By default, intronIC expects names in binomial (genus, species) form separated by a non-alphanumeric character, e.g. 'homo_sapiens', 'homo.sapiens', etc. intronIC then formats that name internally into a tag that it uses to label all output intron IDs, ignoring anything past the second non-alphanumeric character.
Output files, on the other hand, are named using the full name supplied via -n. If you'd prefer to have it leave whatever argument you supply to -n unmodified, use the --na flag.
If you are running multiple versions of the same species and would like to keep the same species abbreviations in the output intron data, simply add a tag to the end of the name, e.g. "homo_sapiens.v2"; the tags within files will be consistent ("HomSap"), but the file names across runs will be distinct.
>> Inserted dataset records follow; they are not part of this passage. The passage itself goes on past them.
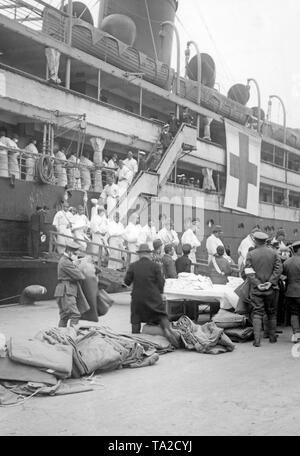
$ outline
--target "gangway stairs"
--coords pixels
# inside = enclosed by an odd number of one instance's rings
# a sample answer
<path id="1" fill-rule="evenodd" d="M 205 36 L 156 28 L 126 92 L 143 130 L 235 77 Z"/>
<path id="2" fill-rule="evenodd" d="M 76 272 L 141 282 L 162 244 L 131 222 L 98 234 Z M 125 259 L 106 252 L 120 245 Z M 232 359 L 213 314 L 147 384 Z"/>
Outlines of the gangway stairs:
<path id="1" fill-rule="evenodd" d="M 116 207 L 120 218 L 128 217 L 140 196 L 157 197 L 183 152 L 197 149 L 197 129 L 182 124 L 154 171 L 140 171 Z"/>

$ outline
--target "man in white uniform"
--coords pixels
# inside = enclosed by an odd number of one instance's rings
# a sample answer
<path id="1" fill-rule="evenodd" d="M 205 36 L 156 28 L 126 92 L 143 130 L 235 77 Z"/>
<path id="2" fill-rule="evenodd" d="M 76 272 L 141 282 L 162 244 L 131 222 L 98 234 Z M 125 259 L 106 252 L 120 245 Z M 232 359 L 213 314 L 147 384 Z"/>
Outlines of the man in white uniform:
<path id="1" fill-rule="evenodd" d="M 131 263 L 138 260 L 138 255 L 135 255 L 135 252 L 138 250 L 140 238 L 141 225 L 138 223 L 138 214 L 134 213 L 130 216 L 124 232 L 124 239 L 127 242 L 128 250 L 132 252 Z"/>
<path id="2" fill-rule="evenodd" d="M 112 219 L 119 199 L 119 187 L 114 183 L 112 176 L 107 176 L 107 185 L 105 185 L 100 198 L 103 204 L 107 205 L 108 218 Z"/>
<path id="3" fill-rule="evenodd" d="M 172 229 L 172 227 L 173 227 L 173 222 L 171 221 L 171 219 L 166 218 L 163 221 L 162 229 L 158 232 L 158 239 L 160 239 L 161 242 L 163 243 L 162 251 L 164 251 L 164 248 L 166 245 L 172 244 L 172 246 L 174 248 L 172 258 L 175 261 L 177 259 L 177 254 L 176 254 L 175 250 L 179 245 L 179 238 L 178 238 L 178 234 L 176 233 L 176 231 L 174 229 Z"/>
<path id="4" fill-rule="evenodd" d="M 149 249 L 153 250 L 153 241 L 158 238 L 158 234 L 154 225 L 154 222 L 151 220 L 142 228 L 145 234 L 145 242 L 148 243 Z"/>
<path id="5" fill-rule="evenodd" d="M 62 210 L 58 211 L 53 219 L 52 225 L 55 226 L 57 232 L 62 235 L 72 236 L 72 222 L 73 216 L 69 212 L 69 203 L 65 202 L 63 204 Z M 70 239 L 64 236 L 57 236 L 57 252 L 62 255 L 65 251 L 66 243 L 69 242 Z"/>
<path id="6" fill-rule="evenodd" d="M 255 233 L 256 231 L 257 231 L 257 228 L 253 228 L 253 230 L 251 230 L 251 233 L 249 233 L 248 236 L 245 237 L 242 240 L 242 242 L 240 243 L 240 245 L 239 245 L 239 248 L 238 248 L 238 255 L 239 255 L 238 266 L 239 266 L 239 270 L 240 271 L 246 264 L 246 258 L 247 258 L 248 251 L 249 251 L 250 247 L 255 247 L 253 233 Z"/>
<path id="7" fill-rule="evenodd" d="M 82 190 L 90 190 L 92 187 L 91 171 L 94 168 L 94 163 L 83 154 L 80 158 L 80 165 L 81 188 Z"/>
<path id="8" fill-rule="evenodd" d="M 25 173 L 26 173 L 26 180 L 33 181 L 35 176 L 35 162 L 38 158 L 39 151 L 37 150 L 37 140 L 35 138 L 31 138 L 29 140 L 29 144 L 25 147 L 25 150 L 29 152 L 29 155 L 26 156 L 25 159 Z"/>
<path id="9" fill-rule="evenodd" d="M 127 192 L 127 189 L 132 182 L 132 171 L 124 165 L 122 160 L 119 160 L 119 169 L 117 171 L 118 185 L 120 197 Z"/>
<path id="10" fill-rule="evenodd" d="M 133 153 L 131 150 L 127 154 L 126 160 L 124 160 L 124 165 L 127 166 L 128 169 L 132 172 L 132 180 L 134 179 L 134 176 L 138 172 L 138 163 L 135 158 L 133 158 Z M 131 182 L 130 182 L 131 184 Z M 130 185 L 129 184 L 129 185 Z"/>
<path id="11" fill-rule="evenodd" d="M 192 263 L 196 263 L 196 249 L 197 247 L 200 247 L 200 242 L 198 238 L 196 237 L 196 230 L 197 226 L 196 224 L 192 224 L 192 219 L 188 218 L 185 221 L 185 232 L 182 235 L 181 238 L 181 244 L 190 244 L 191 246 L 191 252 L 189 254 L 189 258 L 192 261 Z M 192 267 L 192 272 L 194 272 L 193 267 Z"/>
<path id="12" fill-rule="evenodd" d="M 221 234 L 223 233 L 222 227 L 220 225 L 216 225 L 213 229 L 212 234 L 206 240 L 206 250 L 208 253 L 208 263 L 213 259 L 214 255 L 217 253 L 217 247 L 222 245 L 224 247 L 223 242 L 220 239 Z M 225 247 L 224 247 L 225 250 Z M 224 254 L 224 258 L 227 260 L 230 258 L 228 255 Z M 229 260 L 228 260 L 229 261 Z M 230 258 L 230 262 L 231 262 Z"/>
<path id="13" fill-rule="evenodd" d="M 4 129 L 0 130 L 0 146 L 9 147 L 9 138 L 6 136 Z M 0 147 L 0 176 L 8 177 L 8 153 L 7 149 L 1 149 Z"/>
<path id="14" fill-rule="evenodd" d="M 10 149 L 18 149 L 19 137 L 16 133 L 12 135 L 12 138 L 7 138 Z M 19 152 L 8 152 L 8 174 L 15 176 L 16 179 L 20 179 L 20 168 L 18 163 Z"/>
<path id="15" fill-rule="evenodd" d="M 110 158 L 107 161 L 107 167 L 108 168 L 113 168 L 115 170 L 118 169 L 118 156 L 117 156 L 117 154 L 113 154 L 112 158 Z"/>
<path id="16" fill-rule="evenodd" d="M 87 236 L 90 222 L 84 213 L 84 207 L 78 206 L 78 212 L 73 216 L 72 233 L 76 239 L 77 244 L 80 244 L 81 250 L 86 250 L 87 243 L 80 241 L 89 241 Z"/>
<path id="17" fill-rule="evenodd" d="M 55 155 L 54 161 L 54 174 L 56 177 L 56 185 L 65 187 L 68 184 L 67 179 L 67 157 L 64 152 L 64 148 L 60 148 L 58 143 L 54 143 L 53 152 Z"/>
<path id="18" fill-rule="evenodd" d="M 98 245 L 91 246 L 91 253 L 98 258 L 99 245 L 107 245 L 108 220 L 104 206 L 98 206 L 97 214 L 91 219 L 92 241 Z"/>
<path id="19" fill-rule="evenodd" d="M 116 212 L 113 220 L 108 222 L 108 245 L 117 249 L 124 249 L 124 233 L 125 228 L 123 223 L 120 222 L 120 214 Z M 108 261 L 108 268 L 110 269 L 122 269 L 122 262 L 116 260 L 122 260 L 122 252 L 118 250 L 110 250 L 110 259 Z"/>
<path id="20" fill-rule="evenodd" d="M 68 158 L 68 163 L 70 166 L 68 166 L 68 185 L 69 188 L 74 188 L 74 189 L 81 189 L 81 179 L 80 179 L 80 170 L 79 170 L 79 164 L 80 160 L 79 158 L 76 158 L 75 153 L 71 153 L 70 157 Z"/>

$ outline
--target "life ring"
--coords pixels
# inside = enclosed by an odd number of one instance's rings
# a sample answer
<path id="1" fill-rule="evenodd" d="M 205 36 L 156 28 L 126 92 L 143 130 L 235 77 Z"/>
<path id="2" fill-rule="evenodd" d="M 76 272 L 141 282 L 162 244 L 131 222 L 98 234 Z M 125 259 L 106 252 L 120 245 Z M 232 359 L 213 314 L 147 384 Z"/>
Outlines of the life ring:
<path id="1" fill-rule="evenodd" d="M 35 176 L 42 184 L 54 182 L 53 163 L 49 155 L 42 155 L 35 163 Z"/>

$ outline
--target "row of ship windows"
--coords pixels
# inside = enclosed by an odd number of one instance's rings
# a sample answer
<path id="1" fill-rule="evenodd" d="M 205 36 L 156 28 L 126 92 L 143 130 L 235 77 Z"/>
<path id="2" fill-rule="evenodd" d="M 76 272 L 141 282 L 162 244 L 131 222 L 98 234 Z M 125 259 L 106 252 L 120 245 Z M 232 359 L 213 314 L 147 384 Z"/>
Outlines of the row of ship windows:
<path id="1" fill-rule="evenodd" d="M 259 199 L 262 203 L 300 208 L 300 192 L 274 187 L 272 185 L 260 185 Z"/>
<path id="2" fill-rule="evenodd" d="M 300 155 L 288 152 L 273 144 L 263 142 L 261 160 L 290 171 L 300 172 Z"/>

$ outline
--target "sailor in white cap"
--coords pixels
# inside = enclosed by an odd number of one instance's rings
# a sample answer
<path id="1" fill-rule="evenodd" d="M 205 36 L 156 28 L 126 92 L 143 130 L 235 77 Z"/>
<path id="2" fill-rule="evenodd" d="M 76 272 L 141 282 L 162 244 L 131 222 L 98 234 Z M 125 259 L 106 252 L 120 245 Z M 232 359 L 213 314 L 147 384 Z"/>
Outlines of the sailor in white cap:
<path id="1" fill-rule="evenodd" d="M 91 253 L 95 256 L 98 256 L 99 245 L 107 245 L 107 230 L 108 220 L 104 206 L 98 206 L 97 214 L 91 220 L 92 241 L 96 244 L 91 246 Z"/>
<path id="2" fill-rule="evenodd" d="M 294 255 L 283 263 L 286 276 L 285 297 L 291 312 L 292 342 L 300 341 L 300 241 L 292 244 Z"/>
<path id="3" fill-rule="evenodd" d="M 119 196 L 121 197 L 127 192 L 129 185 L 132 182 L 133 174 L 132 171 L 125 166 L 123 160 L 119 160 L 119 169 L 117 171 Z"/>
<path id="4" fill-rule="evenodd" d="M 60 327 L 66 327 L 69 320 L 70 325 L 75 326 L 80 320 L 80 312 L 77 308 L 77 287 L 78 281 L 83 280 L 85 277 L 73 262 L 77 258 L 76 253 L 79 248 L 79 244 L 68 240 L 65 253 L 58 263 L 58 283 L 54 297 L 59 308 L 60 320 L 58 326 Z"/>
<path id="5" fill-rule="evenodd" d="M 139 215 L 134 212 L 133 214 L 130 215 L 128 225 L 125 228 L 123 237 L 124 240 L 127 242 L 127 249 L 131 253 L 131 263 L 133 261 L 136 261 L 138 259 L 137 255 L 135 252 L 138 249 L 139 246 L 139 240 L 141 238 L 141 225 L 138 223 L 139 222 Z"/>
<path id="6" fill-rule="evenodd" d="M 109 219 L 113 219 L 114 210 L 117 206 L 119 199 L 119 186 L 114 183 L 114 180 L 111 175 L 107 176 L 107 184 L 105 185 L 102 193 L 101 200 L 107 206 L 107 216 Z"/>
<path id="7" fill-rule="evenodd" d="M 255 347 L 260 346 L 264 314 L 268 317 L 268 334 L 271 343 L 276 339 L 278 280 L 282 264 L 275 250 L 266 246 L 268 235 L 261 231 L 253 233 L 256 248 L 248 253 L 245 274 L 250 281 L 252 324 Z"/>
<path id="8" fill-rule="evenodd" d="M 124 165 L 127 166 L 127 168 L 132 172 L 132 177 L 134 177 L 138 172 L 138 162 L 133 157 L 131 150 L 128 152 L 127 158 L 124 160 Z"/>
<path id="9" fill-rule="evenodd" d="M 74 239 L 80 244 L 82 250 L 86 250 L 87 243 L 84 241 L 89 241 L 90 239 L 87 236 L 88 229 L 90 227 L 90 222 L 87 216 L 84 213 L 84 207 L 82 205 L 78 206 L 78 212 L 73 216 L 72 223 L 72 233 Z M 82 242 L 80 242 L 82 241 Z"/>
<path id="10" fill-rule="evenodd" d="M 57 252 L 62 255 L 65 251 L 66 241 L 72 237 L 73 215 L 69 212 L 69 203 L 63 203 L 63 207 L 58 211 L 53 219 L 52 225 L 55 226 L 59 235 L 57 236 Z M 68 236 L 68 237 L 65 237 Z"/>

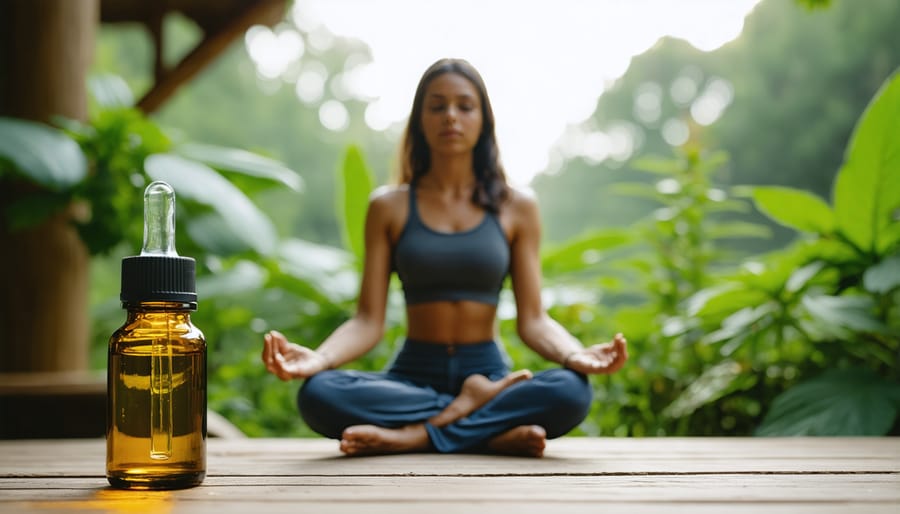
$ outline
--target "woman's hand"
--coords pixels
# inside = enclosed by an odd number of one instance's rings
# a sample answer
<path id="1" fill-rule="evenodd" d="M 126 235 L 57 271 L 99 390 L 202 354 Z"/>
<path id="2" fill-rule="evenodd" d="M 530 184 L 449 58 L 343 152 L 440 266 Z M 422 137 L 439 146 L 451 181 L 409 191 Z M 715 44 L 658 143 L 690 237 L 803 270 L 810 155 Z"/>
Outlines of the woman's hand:
<path id="1" fill-rule="evenodd" d="M 563 366 L 585 375 L 615 373 L 628 360 L 625 336 L 616 334 L 609 343 L 595 344 L 570 354 Z"/>
<path id="2" fill-rule="evenodd" d="M 272 330 L 263 339 L 262 360 L 266 369 L 281 380 L 309 378 L 331 367 L 325 356 L 288 342 L 281 332 Z"/>

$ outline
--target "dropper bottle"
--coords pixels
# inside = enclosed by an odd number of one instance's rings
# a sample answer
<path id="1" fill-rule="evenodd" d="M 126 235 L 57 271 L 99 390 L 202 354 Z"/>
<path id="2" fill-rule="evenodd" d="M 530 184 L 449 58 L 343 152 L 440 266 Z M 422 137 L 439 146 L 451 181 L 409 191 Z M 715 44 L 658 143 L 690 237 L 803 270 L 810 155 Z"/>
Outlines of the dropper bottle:
<path id="1" fill-rule="evenodd" d="M 124 489 L 178 489 L 206 476 L 206 341 L 195 261 L 175 251 L 175 191 L 144 191 L 141 254 L 122 259 L 125 324 L 109 340 L 106 478 Z"/>

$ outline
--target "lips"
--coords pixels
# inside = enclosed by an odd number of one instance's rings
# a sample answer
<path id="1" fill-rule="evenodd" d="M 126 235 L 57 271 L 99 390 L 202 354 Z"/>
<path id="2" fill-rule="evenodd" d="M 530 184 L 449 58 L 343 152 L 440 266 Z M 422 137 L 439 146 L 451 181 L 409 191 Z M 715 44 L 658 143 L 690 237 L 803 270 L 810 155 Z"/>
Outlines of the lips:
<path id="1" fill-rule="evenodd" d="M 438 134 L 441 137 L 460 137 L 462 132 L 458 130 L 444 130 Z"/>

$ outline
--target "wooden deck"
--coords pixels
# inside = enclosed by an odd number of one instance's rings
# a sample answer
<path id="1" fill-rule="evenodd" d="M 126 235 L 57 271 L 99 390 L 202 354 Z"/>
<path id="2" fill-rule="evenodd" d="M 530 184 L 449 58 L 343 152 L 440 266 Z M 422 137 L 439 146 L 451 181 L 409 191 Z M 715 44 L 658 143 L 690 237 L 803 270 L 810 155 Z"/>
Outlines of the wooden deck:
<path id="1" fill-rule="evenodd" d="M 202 486 L 110 489 L 102 440 L 0 441 L 0 513 L 892 513 L 898 438 L 563 438 L 543 459 L 210 439 Z"/>

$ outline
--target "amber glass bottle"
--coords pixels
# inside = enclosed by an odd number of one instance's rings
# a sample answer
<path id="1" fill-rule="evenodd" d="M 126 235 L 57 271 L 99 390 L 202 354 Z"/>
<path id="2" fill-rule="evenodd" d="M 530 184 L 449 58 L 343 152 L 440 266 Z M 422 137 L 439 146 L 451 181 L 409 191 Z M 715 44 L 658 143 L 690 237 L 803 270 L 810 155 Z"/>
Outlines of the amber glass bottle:
<path id="1" fill-rule="evenodd" d="M 144 246 L 122 261 L 125 324 L 109 341 L 106 477 L 177 489 L 206 476 L 206 342 L 191 323 L 195 263 L 175 252 L 175 193 L 144 193 Z"/>

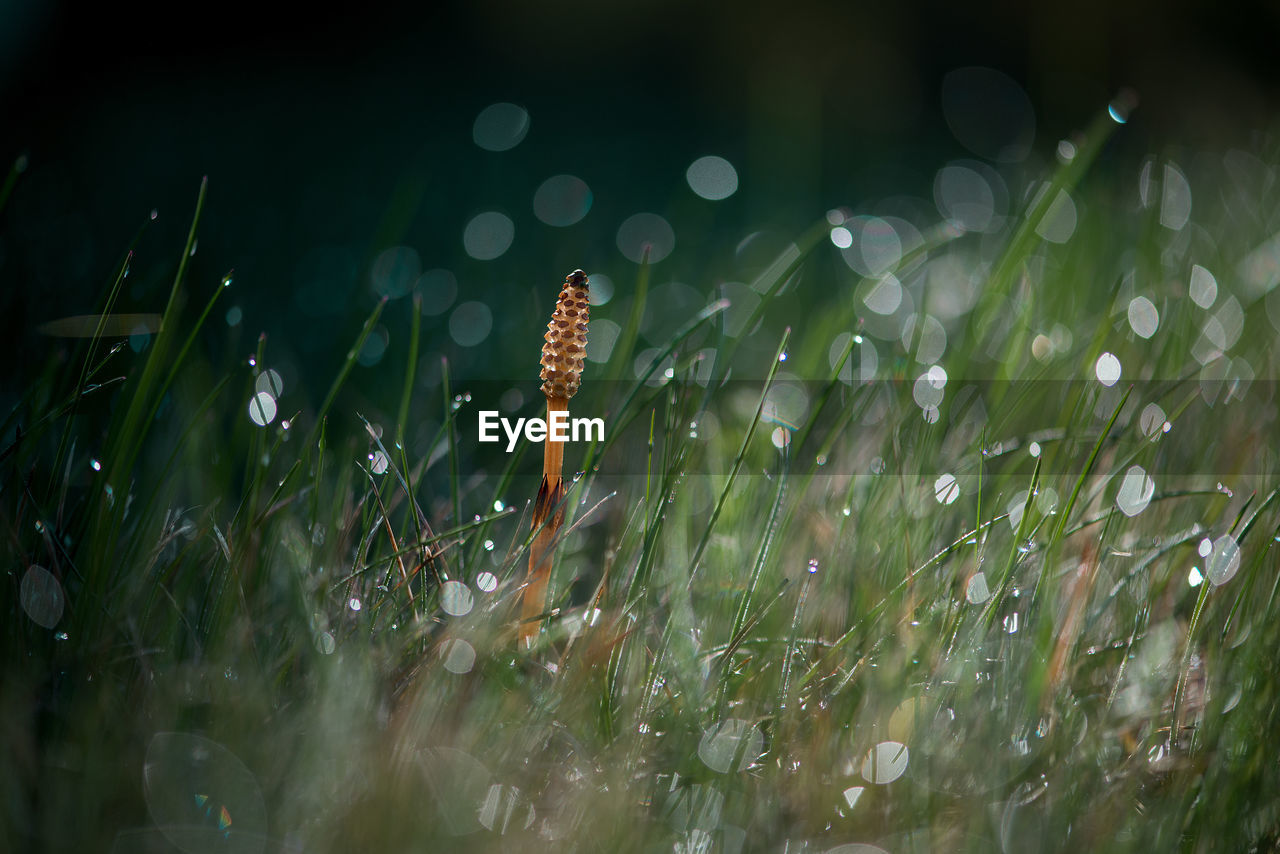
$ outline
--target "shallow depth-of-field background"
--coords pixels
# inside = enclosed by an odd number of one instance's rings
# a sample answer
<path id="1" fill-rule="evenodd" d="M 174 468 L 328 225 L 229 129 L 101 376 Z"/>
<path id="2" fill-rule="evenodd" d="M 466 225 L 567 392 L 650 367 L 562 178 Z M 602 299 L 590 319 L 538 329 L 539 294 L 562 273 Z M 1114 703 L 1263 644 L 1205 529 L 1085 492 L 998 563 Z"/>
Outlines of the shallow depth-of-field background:
<path id="1" fill-rule="evenodd" d="M 15 9 L 0 847 L 1280 844 L 1252 36 L 215 18 L 94 84 L 118 23 Z M 518 649 L 542 448 L 477 418 L 577 267 Z"/>

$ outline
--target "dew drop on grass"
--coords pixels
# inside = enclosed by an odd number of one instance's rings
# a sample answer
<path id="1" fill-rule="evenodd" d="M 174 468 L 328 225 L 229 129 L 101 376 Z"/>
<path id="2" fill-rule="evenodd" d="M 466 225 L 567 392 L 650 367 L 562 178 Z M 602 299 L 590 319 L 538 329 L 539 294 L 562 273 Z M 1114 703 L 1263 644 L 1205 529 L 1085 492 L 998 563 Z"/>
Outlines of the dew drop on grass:
<path id="1" fill-rule="evenodd" d="M 1093 372 L 1098 377 L 1098 382 L 1110 388 L 1120 381 L 1120 360 L 1114 353 L 1103 353 L 1093 366 Z"/>
<path id="2" fill-rule="evenodd" d="M 1240 569 L 1240 544 L 1230 534 L 1213 541 L 1213 551 L 1205 561 L 1204 574 L 1215 587 L 1226 584 Z"/>
<path id="3" fill-rule="evenodd" d="M 476 587 L 485 593 L 492 593 L 498 589 L 498 576 L 492 572 L 482 572 L 476 576 Z"/>
<path id="4" fill-rule="evenodd" d="M 58 624 L 66 607 L 66 596 L 58 579 L 37 564 L 27 567 L 26 574 L 22 576 L 19 599 L 31 622 L 46 629 Z"/>
<path id="5" fill-rule="evenodd" d="M 352 611 L 359 611 L 361 608 L 364 607 L 364 603 L 360 601 L 359 597 L 352 596 L 350 599 L 347 600 L 347 607 L 350 608 Z"/>
<path id="6" fill-rule="evenodd" d="M 89 460 L 89 468 L 93 469 L 94 471 L 102 471 L 102 463 L 98 462 L 97 460 Z"/>
<path id="7" fill-rule="evenodd" d="M 369 455 L 369 471 L 374 474 L 386 474 L 390 464 L 387 455 L 382 451 L 374 451 Z"/>
<path id="8" fill-rule="evenodd" d="M 501 500 L 493 502 L 493 511 L 495 513 L 501 513 L 503 510 L 506 510 L 506 509 L 507 509 L 507 505 L 503 504 Z"/>
<path id="9" fill-rule="evenodd" d="M 850 515 L 851 513 L 853 513 L 853 510 L 852 510 L 851 508 L 849 508 L 849 507 L 843 507 L 843 508 L 841 508 L 840 512 L 841 512 L 842 514 L 844 514 L 845 516 L 848 516 L 848 515 Z"/>
<path id="10" fill-rule="evenodd" d="M 1200 545 L 1196 547 L 1196 553 L 1199 554 L 1200 557 L 1208 557 L 1213 554 L 1213 540 L 1208 537 L 1201 540 Z"/>
<path id="11" fill-rule="evenodd" d="M 440 585 L 440 607 L 451 617 L 465 617 L 471 613 L 475 599 L 471 588 L 461 581 L 446 581 Z"/>
<path id="12" fill-rule="evenodd" d="M 1027 448 L 1027 451 L 1031 454 L 1032 457 L 1040 456 L 1040 443 L 1032 442 L 1031 445 Z"/>
<path id="13" fill-rule="evenodd" d="M 493 551 L 493 540 L 484 541 L 484 550 L 487 552 Z"/>
<path id="14" fill-rule="evenodd" d="M 1142 466 L 1130 466 L 1116 493 L 1116 507 L 1126 516 L 1137 516 L 1151 503 L 1156 483 Z"/>
<path id="15" fill-rule="evenodd" d="M 1187 573 L 1187 583 L 1192 587 L 1199 587 L 1203 581 L 1204 576 L 1200 574 L 1200 567 L 1191 567 L 1191 571 Z"/>
<path id="16" fill-rule="evenodd" d="M 868 783 L 892 783 L 907 772 L 910 751 L 900 741 L 882 741 L 862 760 L 862 779 Z"/>

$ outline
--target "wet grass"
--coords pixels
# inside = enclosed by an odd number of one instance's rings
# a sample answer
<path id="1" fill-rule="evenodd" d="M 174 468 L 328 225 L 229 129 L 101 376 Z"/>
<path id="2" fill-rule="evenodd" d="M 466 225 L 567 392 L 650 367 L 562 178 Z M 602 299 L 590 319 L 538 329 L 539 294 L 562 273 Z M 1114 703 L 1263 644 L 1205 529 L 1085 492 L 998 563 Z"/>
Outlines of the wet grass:
<path id="1" fill-rule="evenodd" d="M 630 300 L 594 314 L 622 333 L 575 399 L 609 429 L 567 455 L 529 651 L 533 455 L 475 444 L 495 384 L 415 373 L 408 300 L 318 408 L 274 393 L 265 339 L 219 374 L 202 186 L 150 345 L 68 344 L 5 413 L 4 838 L 1273 850 L 1276 160 L 1201 158 L 1183 198 L 1167 158 L 1091 179 L 1114 130 L 1009 174 L 986 232 L 899 227 L 874 275 L 828 241 L 868 221 L 833 213 L 648 350 L 678 271 L 615 275 Z M 347 411 L 395 312 L 403 383 Z"/>

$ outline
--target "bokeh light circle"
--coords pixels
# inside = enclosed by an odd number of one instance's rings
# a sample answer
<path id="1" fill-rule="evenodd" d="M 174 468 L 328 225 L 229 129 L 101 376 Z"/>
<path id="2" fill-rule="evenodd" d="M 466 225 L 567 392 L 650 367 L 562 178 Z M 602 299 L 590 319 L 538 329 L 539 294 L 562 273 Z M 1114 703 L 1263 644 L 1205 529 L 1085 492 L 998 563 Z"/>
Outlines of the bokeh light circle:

Memory usage scales with genome annotation density. Typical requirements:
-
Human genome with
--streaming(default): ~2-3 GB peak memory - Human genome (GRCh38): ~18 GB peak memory (standard mode)
- Non-model genomes: 1-5 GB depending on annotation density
Memory usage is primarily driven by the number of annotated introns rather than genome size. For large genomes, use --streaming mode (the default) to dramatically reduce memory requirements.
Streaming mode is now enabled by default. It writes intron sequences to temporary storage during extraction, keeping only the scoring motifs in memory. This reduces peak memory usage by ~85% (e.g., 11 GB → 2 GB for human genome).
To disable streaming mode (uses more memory but avoids temporary storage):
intronIC -g genome.fa -a annotation.gff -n species --no-streamingRuntime scales approximately linearly with the number of annotated introns:
-
Human genome: ~6-10 minutes (
-p 8, ~250k introns) -
Non-model genomes: typically 2-5 minutes (
-p 8) - Small test datasets: 1-2 minutes
Note: These estimates are for classification with the default model. Model training with intronIC train can take significantly longer (minutes to hours) depending on configuration options.
Using parallel processes (-p) can significantly reduce runtime for the scoring phase, though extraction is primarily I/O-bound.